Nach Einschätzungen von Präventionsexperten ist die schnelle Radikalisierung wie bei Linda W. typisch für junge Mädchen, die zu Dschihadisten überlaufen. Auch die Manipulation über Islamisten in den sozialen Netzwerken kennen Fachleute aus anderen Fällen. Junge Islamistinnen sind „extremistische Familienarbeiterinnen“, sagte kürzlich Diana Schubert, Geschäftsführerin vom Kriminalpräventiven Rat Augsburg, im Gespräch mit dieser Redaktion. Ein ranghoher Polizist ergänzt, dass es vielen Mädchen um das Zugehörigkeitsgefühl zu einem „islamischen Staat“ gehe – darum, im „Kalifat“ einen Dschihadisten zu heiraten, Kinder groß zu ziehen und nach den strengen Vorschriften des IS zu leben.

Die Radikalität des IS verspricht Halt, rigoroses Denken drängt die Zweifel der Pubertät beiseite – aber auch die inneren Konflikte. In einem Aufsatz für eine Fachpublikation erklärt der Wissenschaftler und Chef des Bremer Landeskriminalamtes, Daniel Heinke, die Attraktivität des Extremismus auch mit dem Austesten von Grenzen junger Menschen – radikaler Islam als Form des pubertären Angriffs auf Autoritäten: Eltern, Lehrer, Gesellschaft.

Flucht aus dem IS-Gebiet ist kaum noch möglich

Doch die Ausreise zum IS ist in Deutschland ein schwerwiegendes Delikt: Vorbereitung einer schweren staatsgefährdenden Straftat – auch wenn die Personen nicht zur Waffe greifen. Dabei gibt es zunehmend auch Hinweise auf Gewalttaten durch IS-Frauen. Mit den militärischen Niederlagen wuchs die Radikalität des IS. Immer häufiger wurden zuletzt auch junge Kämpferinnen an die Front geschickt, etwa als Selbstmordattentäterinnen. Entsprechende Erkenntnisse gibt es bei den Sicherheitsbehörden. Terrorexperten analysieren zudem Blogs der IS-Kämpfer, auf denen zuletzt immer wieder auch Frauen als Märtyrerinnen heroisiert wurden.

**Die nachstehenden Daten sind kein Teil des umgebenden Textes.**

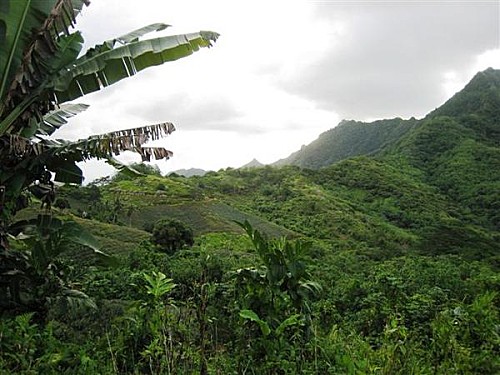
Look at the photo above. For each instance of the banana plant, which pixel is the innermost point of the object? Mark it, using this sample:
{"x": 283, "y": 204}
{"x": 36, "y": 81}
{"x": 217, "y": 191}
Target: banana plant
{"x": 42, "y": 67}
{"x": 39, "y": 272}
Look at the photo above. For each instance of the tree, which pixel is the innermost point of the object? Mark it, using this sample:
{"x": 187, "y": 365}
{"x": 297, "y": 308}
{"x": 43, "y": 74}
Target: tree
{"x": 41, "y": 69}
{"x": 171, "y": 235}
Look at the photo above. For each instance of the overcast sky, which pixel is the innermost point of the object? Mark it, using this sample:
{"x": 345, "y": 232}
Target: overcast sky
{"x": 282, "y": 72}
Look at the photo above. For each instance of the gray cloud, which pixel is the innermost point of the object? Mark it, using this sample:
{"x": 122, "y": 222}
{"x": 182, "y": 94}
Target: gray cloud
{"x": 188, "y": 113}
{"x": 392, "y": 57}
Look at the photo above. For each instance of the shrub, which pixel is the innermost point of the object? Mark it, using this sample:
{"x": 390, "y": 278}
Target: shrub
{"x": 171, "y": 235}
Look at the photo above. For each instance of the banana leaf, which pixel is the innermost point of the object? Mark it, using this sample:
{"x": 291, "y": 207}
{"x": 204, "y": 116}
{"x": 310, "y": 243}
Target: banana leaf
{"x": 94, "y": 72}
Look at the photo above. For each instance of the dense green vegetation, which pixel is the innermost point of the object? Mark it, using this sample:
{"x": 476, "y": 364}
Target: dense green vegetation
{"x": 375, "y": 252}
{"x": 379, "y": 264}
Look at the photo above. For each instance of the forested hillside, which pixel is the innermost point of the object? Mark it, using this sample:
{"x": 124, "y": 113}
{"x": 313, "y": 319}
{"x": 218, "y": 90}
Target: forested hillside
{"x": 376, "y": 252}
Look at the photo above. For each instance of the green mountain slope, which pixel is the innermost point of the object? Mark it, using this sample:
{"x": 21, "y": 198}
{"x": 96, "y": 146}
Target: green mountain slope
{"x": 349, "y": 139}
{"x": 427, "y": 186}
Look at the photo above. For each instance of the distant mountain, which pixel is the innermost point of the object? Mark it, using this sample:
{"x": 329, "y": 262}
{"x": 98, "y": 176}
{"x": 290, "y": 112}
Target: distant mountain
{"x": 252, "y": 164}
{"x": 190, "y": 172}
{"x": 349, "y": 139}
{"x": 476, "y": 107}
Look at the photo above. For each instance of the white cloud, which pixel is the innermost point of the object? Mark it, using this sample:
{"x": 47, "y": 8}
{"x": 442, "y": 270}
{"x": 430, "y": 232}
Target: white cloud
{"x": 281, "y": 71}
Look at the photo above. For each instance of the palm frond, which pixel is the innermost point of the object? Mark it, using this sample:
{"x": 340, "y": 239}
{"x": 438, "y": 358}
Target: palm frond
{"x": 96, "y": 71}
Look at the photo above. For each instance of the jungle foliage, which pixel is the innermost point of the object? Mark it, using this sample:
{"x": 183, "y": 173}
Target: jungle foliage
{"x": 383, "y": 261}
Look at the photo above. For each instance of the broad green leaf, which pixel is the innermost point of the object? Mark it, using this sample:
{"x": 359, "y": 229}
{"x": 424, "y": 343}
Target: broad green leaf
{"x": 94, "y": 72}
{"x": 134, "y": 36}
{"x": 19, "y": 20}
{"x": 22, "y": 17}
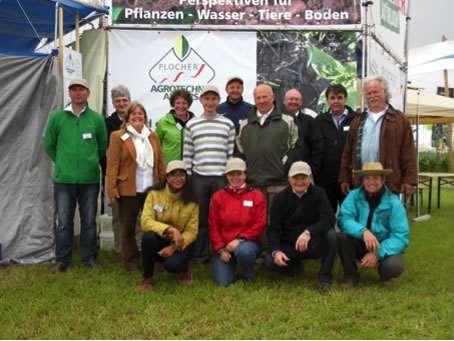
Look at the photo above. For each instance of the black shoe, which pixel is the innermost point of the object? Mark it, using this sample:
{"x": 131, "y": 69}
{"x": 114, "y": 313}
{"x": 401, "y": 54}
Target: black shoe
{"x": 91, "y": 263}
{"x": 323, "y": 287}
{"x": 60, "y": 267}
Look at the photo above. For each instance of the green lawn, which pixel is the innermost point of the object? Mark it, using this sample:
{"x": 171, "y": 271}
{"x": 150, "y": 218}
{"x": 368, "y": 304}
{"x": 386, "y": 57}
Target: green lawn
{"x": 99, "y": 304}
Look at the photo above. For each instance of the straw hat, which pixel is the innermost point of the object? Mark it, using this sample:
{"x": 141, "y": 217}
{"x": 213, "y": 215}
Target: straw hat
{"x": 372, "y": 168}
{"x": 299, "y": 167}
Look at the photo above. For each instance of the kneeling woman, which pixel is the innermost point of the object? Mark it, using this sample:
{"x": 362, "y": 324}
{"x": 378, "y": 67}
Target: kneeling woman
{"x": 237, "y": 219}
{"x": 169, "y": 222}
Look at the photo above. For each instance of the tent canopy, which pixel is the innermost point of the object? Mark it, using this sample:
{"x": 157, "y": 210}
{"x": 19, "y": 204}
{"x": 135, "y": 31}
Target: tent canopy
{"x": 430, "y": 58}
{"x": 430, "y": 107}
{"x": 23, "y": 23}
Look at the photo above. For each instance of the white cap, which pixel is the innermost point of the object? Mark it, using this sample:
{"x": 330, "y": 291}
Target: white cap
{"x": 174, "y": 165}
{"x": 210, "y": 88}
{"x": 235, "y": 164}
{"x": 78, "y": 81}
{"x": 299, "y": 167}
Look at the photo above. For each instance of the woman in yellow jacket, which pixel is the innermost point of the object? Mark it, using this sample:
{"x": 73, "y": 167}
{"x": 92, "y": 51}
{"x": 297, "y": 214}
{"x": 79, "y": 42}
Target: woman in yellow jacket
{"x": 169, "y": 221}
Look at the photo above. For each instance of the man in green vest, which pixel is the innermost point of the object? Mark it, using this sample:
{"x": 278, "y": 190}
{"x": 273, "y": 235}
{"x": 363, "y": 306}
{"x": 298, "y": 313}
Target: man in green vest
{"x": 75, "y": 140}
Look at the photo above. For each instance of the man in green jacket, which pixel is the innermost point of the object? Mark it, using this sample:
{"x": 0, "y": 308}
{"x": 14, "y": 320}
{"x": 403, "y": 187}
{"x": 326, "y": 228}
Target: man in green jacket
{"x": 75, "y": 140}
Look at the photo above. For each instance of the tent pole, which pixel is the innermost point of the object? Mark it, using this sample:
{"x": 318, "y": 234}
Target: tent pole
{"x": 76, "y": 27}
{"x": 61, "y": 43}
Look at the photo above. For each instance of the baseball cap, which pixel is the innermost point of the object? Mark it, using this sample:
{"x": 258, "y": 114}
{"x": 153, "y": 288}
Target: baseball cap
{"x": 234, "y": 79}
{"x": 299, "y": 167}
{"x": 235, "y": 164}
{"x": 174, "y": 165}
{"x": 79, "y": 81}
{"x": 210, "y": 88}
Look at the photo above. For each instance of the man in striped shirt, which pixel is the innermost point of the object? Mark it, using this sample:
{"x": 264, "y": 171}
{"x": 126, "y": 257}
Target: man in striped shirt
{"x": 208, "y": 144}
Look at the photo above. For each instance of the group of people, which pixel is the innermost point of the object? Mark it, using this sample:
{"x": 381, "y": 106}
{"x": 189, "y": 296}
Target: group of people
{"x": 236, "y": 180}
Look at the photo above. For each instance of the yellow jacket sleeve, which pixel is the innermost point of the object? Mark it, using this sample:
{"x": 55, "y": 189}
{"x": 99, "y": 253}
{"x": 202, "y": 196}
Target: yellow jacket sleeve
{"x": 148, "y": 220}
{"x": 190, "y": 230}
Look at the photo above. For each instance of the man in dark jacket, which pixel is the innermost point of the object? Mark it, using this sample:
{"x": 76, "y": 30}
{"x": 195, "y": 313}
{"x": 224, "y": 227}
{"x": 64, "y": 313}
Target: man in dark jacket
{"x": 121, "y": 99}
{"x": 235, "y": 108}
{"x": 301, "y": 227}
{"x": 334, "y": 125}
{"x": 309, "y": 146}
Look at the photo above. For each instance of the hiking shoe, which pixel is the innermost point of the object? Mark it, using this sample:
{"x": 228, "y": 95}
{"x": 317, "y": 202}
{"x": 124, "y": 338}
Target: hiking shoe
{"x": 186, "y": 277}
{"x": 145, "y": 285}
{"x": 60, "y": 267}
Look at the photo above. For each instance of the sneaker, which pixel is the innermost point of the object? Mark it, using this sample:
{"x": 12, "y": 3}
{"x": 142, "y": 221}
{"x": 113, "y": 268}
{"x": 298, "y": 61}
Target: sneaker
{"x": 145, "y": 285}
{"x": 186, "y": 277}
{"x": 60, "y": 267}
{"x": 323, "y": 287}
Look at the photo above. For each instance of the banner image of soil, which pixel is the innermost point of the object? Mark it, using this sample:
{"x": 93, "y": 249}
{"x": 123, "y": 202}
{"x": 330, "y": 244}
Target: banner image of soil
{"x": 232, "y": 13}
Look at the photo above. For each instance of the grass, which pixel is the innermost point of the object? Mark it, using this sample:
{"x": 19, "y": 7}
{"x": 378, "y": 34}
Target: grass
{"x": 102, "y": 304}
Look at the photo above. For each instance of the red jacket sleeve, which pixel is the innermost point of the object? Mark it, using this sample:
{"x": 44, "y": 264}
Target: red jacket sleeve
{"x": 213, "y": 222}
{"x": 256, "y": 230}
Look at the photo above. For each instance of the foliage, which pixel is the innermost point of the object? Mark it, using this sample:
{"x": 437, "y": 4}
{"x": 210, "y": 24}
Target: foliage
{"x": 433, "y": 162}
{"x": 102, "y": 304}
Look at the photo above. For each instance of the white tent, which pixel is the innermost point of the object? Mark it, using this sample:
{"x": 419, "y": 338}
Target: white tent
{"x": 430, "y": 107}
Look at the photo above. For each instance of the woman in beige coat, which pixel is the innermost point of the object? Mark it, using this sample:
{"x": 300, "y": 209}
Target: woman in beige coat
{"x": 134, "y": 163}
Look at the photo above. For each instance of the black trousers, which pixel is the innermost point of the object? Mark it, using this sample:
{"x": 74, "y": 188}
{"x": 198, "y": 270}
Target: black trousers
{"x": 351, "y": 250}
{"x": 204, "y": 187}
{"x": 152, "y": 243}
{"x": 322, "y": 247}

Eine Flucht aus dem IS ist derzeit kaum noch möglich, die Wege Richtung Türkei sind abgeschnitten, den Menschen Geld für Schmuggler. Das gilt noch mehr für Frauen, die häufig in „Frauenhäusern“ gefangengehalten werden. Ohne Kontakt zur Außenwelt, oft der Gewalt der Männer ausgesetzt.

Zum Risiko der Jugendlichkeit gehöre dann eben auch die fatale Fehleinschätzung darüber, was es heißt, sich einer brutalen Organisation wie dem IS anzuschließen, schreibt Terrorexperte Heinke. Linda W. hat es zu spät realisiert. Ihr Dschihad endet in einem irakischen Gefängnis.